The correct answer is option 3. Metallic solids.

Here is an explanation of the properties of different types of solids and why metallic solids fit the description of being electrical conductors, malleable, and ductile:

1. Molecular Solids

Molecular solids are composed of discrete molecules held together by weak intermolecular forces such as van der Waals forces, hydrogen bonds, or dipole-dipole interactions.

Properties:

Electrical Conductivity: Molecular solids generally do not conduct electricity because there are no free-moving charged particles (electrons or ions) within the solid.

Malleability and Ductility: Molecular solids are usually brittle and not malleable or ductile. They tend to break or shatter rather than deform.

Examples: Ice (solid water), sugar (sucrose), and dry ice (solid CO₂).

2. Ionic Solids

Ionic solids consist of a regular lattice of positive and negative ions held together by strong electrostatic forces (ionic bonds).

Properties:

Electrical Conductivity: Ionic solids do not conduct electricity in the solid state because the ions are fixed in place within the lattice. However, when melted (molten state) or dissolved in water (aqueous solution), the ions become free to move and thus conduct electricity.
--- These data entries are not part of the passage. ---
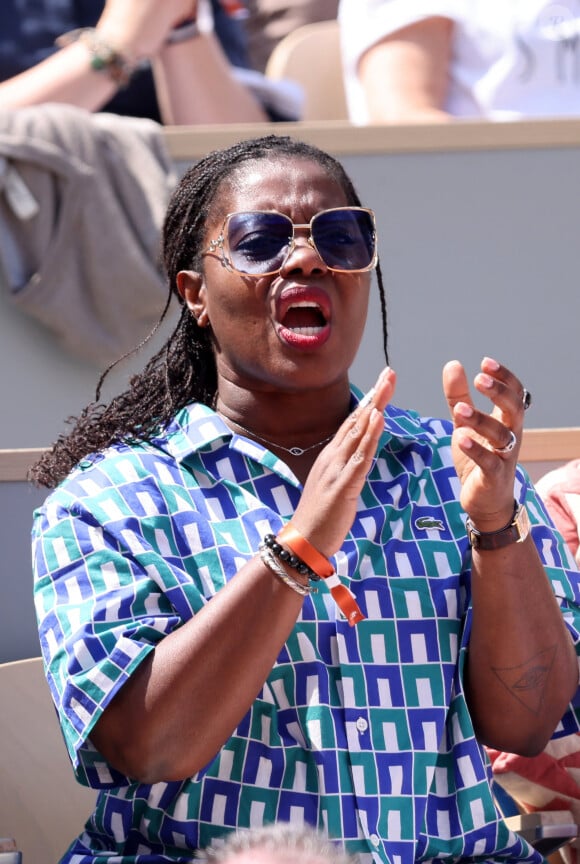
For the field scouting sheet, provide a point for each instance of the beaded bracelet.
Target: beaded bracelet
(289, 558)
(276, 568)
(104, 57)
(322, 567)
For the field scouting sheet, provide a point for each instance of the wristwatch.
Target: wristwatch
(515, 531)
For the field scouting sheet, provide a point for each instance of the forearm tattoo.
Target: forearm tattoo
(527, 682)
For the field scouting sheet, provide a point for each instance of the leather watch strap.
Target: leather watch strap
(515, 531)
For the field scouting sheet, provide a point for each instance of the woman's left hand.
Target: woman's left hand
(486, 473)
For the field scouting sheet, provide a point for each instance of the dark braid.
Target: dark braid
(184, 370)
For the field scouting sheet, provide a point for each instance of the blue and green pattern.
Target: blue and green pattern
(363, 731)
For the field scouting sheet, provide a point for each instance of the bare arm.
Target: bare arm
(185, 700)
(522, 668)
(405, 76)
(195, 84)
(194, 77)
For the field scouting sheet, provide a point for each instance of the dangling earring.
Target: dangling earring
(202, 320)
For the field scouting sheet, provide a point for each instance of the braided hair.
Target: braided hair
(184, 369)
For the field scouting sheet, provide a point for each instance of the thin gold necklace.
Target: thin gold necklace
(294, 451)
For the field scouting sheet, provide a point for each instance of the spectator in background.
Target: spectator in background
(268, 21)
(560, 491)
(417, 61)
(125, 38)
(279, 843)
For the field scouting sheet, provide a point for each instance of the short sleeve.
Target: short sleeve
(106, 592)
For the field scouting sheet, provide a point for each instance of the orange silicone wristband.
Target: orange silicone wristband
(304, 550)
Malleability and Ductility: Ionic solids are typically brittle. When stress is applied, the lattice structure can shift, causing like-charged ions to align and repel each other, leading to fracture rather than deformation.
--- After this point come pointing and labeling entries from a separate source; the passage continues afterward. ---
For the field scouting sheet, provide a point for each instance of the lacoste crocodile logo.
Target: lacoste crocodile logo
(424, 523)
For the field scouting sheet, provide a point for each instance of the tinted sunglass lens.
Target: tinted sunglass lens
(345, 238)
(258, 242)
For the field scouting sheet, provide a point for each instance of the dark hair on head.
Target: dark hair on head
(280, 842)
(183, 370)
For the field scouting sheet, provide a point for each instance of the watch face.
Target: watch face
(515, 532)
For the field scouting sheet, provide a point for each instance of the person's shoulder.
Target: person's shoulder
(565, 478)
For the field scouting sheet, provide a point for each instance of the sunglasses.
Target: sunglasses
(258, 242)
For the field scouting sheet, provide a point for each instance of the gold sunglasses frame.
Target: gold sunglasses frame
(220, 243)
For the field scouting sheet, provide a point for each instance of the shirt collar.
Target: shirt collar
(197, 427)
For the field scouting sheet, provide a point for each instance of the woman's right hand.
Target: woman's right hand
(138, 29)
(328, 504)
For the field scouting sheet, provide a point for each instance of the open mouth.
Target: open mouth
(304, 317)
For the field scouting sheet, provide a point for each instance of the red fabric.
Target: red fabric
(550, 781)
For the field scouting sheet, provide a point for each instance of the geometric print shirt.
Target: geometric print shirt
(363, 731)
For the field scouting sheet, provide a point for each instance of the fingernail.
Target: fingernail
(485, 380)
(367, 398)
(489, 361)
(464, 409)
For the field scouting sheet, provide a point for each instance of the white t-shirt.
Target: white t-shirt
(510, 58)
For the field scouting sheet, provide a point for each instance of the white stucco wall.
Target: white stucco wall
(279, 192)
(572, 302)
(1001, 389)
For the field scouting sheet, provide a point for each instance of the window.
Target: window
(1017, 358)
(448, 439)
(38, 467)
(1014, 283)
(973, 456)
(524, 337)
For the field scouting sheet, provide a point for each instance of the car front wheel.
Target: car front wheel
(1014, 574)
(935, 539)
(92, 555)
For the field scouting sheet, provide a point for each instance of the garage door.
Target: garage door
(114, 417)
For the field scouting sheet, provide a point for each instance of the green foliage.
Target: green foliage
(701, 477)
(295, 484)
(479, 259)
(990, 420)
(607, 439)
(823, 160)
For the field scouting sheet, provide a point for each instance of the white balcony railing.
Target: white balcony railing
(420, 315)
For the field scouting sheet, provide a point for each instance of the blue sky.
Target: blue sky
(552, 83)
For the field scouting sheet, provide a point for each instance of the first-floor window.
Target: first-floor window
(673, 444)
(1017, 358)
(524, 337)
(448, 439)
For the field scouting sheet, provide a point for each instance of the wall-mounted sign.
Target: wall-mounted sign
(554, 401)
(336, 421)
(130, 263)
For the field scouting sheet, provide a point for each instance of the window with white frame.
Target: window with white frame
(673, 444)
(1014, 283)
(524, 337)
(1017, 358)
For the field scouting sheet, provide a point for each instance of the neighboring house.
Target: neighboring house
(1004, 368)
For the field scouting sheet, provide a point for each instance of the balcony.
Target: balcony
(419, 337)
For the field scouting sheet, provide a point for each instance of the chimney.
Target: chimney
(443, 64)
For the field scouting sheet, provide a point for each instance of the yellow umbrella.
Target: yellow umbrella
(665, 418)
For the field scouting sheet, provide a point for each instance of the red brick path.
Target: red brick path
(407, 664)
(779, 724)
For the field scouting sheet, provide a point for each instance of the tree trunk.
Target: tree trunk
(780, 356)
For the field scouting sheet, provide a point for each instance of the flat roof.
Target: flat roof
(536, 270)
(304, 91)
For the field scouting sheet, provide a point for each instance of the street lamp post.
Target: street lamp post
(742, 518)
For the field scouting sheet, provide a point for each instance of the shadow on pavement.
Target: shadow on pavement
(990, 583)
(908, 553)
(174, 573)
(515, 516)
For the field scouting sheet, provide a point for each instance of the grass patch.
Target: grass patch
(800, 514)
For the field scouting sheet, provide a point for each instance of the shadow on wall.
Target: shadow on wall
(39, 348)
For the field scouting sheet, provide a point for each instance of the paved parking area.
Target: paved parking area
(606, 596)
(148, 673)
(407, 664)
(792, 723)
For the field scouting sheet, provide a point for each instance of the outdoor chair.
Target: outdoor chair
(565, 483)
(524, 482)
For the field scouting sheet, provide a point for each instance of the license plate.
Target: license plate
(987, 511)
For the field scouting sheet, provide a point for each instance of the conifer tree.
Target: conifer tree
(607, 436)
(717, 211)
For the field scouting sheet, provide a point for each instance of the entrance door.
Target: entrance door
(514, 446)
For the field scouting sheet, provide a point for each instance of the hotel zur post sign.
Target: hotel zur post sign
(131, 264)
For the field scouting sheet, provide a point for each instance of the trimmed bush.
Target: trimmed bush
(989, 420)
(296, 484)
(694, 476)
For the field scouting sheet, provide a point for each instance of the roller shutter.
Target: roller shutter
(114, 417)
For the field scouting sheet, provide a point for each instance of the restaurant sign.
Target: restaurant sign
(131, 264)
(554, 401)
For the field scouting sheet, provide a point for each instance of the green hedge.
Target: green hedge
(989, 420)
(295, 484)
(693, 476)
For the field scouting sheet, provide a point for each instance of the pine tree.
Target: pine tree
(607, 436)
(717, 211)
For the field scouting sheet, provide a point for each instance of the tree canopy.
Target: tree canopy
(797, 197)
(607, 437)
Examples: Sodium chloride (NaCl), magnesium oxide (MgO).

3. Metallic Solids

Metallic solids consist of metal atoms arranged in a regular lattice structure. The atoms are surrounded by a "sea" of delocalized (free-moving) electrons that are not bound to any specific atom.

Properties:

Electrical Conductivity: Metallic solids are excellent conductors of electricity because the delocalized electrons are free to move throughout the lattice, allowing them to carry electric current.

Malleability and Ductility: Metallic solids are both malleable and ductile. The layers of metal atoms can slide past one another without breaking the metallic bonds because of the non-directional nature of the metallic bonds. This allows metals to be hammered into thin sheets (malleability) or drawn into wires (ductility).

Examples: Copper, aluminum, gold.

4. Covalent Solids

Covalent solids (also known as network solids) are made up of atoms connected by a continuous network of covalent bonds, forming a three-dimensional lattice.

Properties:

Electrical Conductivity: Covalent solids typically do not conduct electricity because there are no free-moving charged particles. All the electrons are involved in covalent bonding and are not free to miove.

Malleability and Ductility: Covalent solids are generally hard and brittle. They lack the ability to deform easily without breaking the covalent bonds, so they are not malleable or ductile.

Examples: Diamond, silicon carbide (SiC).

Summary

Metallic solids are unique among the types of solids listed because they possess a lattice of metal atoms surrounded by a sea of delocalized electrons, which accounts for their electrical conductivity, malleability, and ductility. The free-moving electrons allow metallic solids to conduct electricity, while the flexibility of the metallic bond allows them to be shaped and stretched without breaking.